A la hora de cenar, su madre vino a avisarle que la cena ya estaba preparada, pero no pudo entrar en el cuarto. Llamó alarmada a su hijo y Miguel quiso abrir la puerta, pero el cerrojo iba muy duro y no podía moverlo. Lo intentó de todas las maneras, pero nada. 
Al principio estaba tranquilo, pero a medida que pasaba el tiempo se iba poniendo nervioso ¿cómo iba a salir? ¿quién podía ayudarle? Al final, le llegó una luz ¡ellos! pensó, esos superhéroes buenos, valientes y simpáticos que impartían Justicia por todas partes y ayudaban a los débiles. Llamó a gritos a Superman, a Spiderman, a Batman, hasta a Harry Potter, que podría hacer un truco de magia y sacarle de allí, pero ¡nada!

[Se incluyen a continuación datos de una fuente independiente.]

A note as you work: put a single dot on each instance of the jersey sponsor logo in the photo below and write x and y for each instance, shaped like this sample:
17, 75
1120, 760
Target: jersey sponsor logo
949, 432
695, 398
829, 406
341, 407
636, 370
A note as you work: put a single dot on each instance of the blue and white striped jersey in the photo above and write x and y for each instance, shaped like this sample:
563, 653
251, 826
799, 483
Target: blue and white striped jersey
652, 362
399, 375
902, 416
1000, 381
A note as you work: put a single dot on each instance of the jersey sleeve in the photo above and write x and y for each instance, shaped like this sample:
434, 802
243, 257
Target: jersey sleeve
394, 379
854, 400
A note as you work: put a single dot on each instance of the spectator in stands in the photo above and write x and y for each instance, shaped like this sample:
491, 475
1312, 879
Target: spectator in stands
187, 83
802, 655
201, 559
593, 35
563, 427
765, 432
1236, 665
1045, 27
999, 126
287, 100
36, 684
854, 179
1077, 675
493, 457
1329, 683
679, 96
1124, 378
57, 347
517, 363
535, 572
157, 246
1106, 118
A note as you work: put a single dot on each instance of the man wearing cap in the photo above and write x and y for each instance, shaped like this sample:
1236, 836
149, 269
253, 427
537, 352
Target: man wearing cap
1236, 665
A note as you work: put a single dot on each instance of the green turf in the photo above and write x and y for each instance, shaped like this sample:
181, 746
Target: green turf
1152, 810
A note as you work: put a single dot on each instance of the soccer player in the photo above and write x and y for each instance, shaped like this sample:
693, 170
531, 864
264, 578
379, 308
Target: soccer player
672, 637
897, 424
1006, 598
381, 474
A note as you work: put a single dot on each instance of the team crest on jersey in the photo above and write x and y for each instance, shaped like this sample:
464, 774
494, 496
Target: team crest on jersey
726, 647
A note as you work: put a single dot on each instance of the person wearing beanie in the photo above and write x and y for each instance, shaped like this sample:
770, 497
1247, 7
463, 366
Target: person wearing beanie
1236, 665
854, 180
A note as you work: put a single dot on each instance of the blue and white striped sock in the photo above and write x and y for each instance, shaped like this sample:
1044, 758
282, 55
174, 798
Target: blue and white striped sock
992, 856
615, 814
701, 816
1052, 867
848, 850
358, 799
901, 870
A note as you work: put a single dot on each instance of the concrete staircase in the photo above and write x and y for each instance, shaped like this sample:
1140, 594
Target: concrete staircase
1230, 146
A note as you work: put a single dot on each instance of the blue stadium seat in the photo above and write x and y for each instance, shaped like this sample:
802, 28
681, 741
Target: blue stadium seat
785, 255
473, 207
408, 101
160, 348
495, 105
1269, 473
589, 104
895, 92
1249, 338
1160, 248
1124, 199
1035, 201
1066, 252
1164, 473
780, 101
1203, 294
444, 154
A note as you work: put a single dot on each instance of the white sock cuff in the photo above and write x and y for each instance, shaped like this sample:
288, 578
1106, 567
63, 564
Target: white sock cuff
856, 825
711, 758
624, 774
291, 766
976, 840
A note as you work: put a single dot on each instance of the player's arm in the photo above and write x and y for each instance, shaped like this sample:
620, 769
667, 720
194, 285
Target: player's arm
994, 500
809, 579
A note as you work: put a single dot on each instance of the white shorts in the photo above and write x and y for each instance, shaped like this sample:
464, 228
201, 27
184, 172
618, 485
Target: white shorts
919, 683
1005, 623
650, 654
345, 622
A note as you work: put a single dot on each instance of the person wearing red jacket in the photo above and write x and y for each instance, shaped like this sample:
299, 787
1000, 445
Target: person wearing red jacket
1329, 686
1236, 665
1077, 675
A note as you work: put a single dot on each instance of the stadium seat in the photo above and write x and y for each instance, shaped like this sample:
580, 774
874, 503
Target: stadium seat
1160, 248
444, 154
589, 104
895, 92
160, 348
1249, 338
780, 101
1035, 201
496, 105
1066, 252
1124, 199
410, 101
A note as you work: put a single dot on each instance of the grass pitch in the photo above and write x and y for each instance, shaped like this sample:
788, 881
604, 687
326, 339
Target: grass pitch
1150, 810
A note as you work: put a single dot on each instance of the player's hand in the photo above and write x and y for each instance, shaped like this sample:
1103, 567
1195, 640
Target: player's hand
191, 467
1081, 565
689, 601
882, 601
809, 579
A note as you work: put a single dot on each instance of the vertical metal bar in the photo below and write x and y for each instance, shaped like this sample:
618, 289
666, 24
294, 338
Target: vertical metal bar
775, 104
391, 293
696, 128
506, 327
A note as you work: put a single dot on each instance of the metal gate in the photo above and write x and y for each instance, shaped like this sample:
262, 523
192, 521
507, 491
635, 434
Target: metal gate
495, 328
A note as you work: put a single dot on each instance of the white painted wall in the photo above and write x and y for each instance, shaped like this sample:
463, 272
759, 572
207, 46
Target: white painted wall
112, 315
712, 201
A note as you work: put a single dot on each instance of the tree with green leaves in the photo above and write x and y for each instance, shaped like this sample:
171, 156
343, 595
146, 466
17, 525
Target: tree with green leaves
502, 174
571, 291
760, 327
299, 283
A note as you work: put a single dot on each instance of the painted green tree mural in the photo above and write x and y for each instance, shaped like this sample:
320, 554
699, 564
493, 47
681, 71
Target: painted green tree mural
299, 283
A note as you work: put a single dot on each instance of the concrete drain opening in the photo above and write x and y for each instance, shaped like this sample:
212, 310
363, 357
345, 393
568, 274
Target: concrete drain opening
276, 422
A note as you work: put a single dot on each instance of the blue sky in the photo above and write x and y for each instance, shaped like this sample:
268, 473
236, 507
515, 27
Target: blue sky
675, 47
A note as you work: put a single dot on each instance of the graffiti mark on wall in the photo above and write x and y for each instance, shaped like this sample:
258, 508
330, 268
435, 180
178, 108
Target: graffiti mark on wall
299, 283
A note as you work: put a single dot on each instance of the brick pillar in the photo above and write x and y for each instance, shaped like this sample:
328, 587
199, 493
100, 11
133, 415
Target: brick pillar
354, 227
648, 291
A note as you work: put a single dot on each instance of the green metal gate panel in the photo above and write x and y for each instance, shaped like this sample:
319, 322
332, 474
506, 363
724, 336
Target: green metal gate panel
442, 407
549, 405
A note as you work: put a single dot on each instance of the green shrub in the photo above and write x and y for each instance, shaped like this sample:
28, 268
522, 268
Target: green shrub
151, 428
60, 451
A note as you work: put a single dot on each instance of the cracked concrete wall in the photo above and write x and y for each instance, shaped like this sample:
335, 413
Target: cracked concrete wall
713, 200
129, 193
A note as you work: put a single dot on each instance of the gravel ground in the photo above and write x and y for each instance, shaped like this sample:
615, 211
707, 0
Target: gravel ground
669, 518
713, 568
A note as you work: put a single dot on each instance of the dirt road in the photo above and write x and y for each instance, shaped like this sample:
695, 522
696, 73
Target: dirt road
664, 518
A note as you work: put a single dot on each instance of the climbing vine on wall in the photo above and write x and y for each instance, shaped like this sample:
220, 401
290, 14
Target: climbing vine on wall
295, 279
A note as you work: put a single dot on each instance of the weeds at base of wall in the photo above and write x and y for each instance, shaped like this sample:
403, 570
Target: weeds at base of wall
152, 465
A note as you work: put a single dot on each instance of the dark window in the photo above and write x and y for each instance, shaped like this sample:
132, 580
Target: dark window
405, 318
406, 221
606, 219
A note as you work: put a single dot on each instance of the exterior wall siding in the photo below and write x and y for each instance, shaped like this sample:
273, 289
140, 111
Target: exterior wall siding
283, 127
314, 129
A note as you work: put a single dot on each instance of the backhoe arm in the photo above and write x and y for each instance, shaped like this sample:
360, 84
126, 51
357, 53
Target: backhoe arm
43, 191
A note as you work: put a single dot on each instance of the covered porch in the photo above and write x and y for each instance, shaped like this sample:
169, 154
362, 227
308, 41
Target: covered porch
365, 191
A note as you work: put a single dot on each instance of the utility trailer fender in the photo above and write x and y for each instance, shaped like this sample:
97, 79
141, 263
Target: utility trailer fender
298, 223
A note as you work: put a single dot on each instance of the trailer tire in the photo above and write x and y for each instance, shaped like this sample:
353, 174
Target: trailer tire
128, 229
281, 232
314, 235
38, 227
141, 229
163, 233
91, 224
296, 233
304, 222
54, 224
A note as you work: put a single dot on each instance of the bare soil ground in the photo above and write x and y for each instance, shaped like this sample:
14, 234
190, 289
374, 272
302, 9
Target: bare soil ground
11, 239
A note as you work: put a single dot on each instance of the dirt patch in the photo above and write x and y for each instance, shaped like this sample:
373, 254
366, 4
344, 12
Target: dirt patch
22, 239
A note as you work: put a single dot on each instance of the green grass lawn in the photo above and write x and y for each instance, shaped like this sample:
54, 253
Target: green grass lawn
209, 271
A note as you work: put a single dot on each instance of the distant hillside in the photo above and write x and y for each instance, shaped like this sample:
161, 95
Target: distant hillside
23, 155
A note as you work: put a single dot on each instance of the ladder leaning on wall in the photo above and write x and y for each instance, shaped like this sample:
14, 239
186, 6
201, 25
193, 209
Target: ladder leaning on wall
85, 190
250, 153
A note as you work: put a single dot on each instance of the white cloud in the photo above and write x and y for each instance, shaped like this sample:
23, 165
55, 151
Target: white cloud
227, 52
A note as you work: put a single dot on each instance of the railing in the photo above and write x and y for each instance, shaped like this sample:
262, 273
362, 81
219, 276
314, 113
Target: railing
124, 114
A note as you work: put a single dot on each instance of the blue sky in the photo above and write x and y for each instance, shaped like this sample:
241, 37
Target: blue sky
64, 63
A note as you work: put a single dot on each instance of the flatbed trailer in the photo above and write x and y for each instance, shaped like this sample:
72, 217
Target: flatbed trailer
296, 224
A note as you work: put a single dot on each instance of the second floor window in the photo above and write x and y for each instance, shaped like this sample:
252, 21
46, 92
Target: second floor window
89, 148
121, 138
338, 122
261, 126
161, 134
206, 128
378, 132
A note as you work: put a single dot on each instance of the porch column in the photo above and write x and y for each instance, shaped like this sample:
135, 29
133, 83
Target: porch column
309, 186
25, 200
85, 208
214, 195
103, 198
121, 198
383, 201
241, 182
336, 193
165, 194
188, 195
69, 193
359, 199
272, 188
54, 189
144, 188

De repente, oyó a su madre decirle desde el otro lado de la puerta: 
- Miguel, abre la ventana.
Se dirigió a la ventana, y vio a su padre en el exterior encaramado al balcón. Bajaba del piso superior con unas telas atadas a la cintura y cara de pánico ¡no volaba como sus ídolos, pero estaba allí para salvarle!
Cuando lo tuvo al lado, Miguel le abrazó muy fuerte y le dijo, - Papá, tú sí que eres un superhéroe, mi superhéroe favorito.
Su padre le besó con ternura. Y, después de cenar, Miguel hizo los deberes.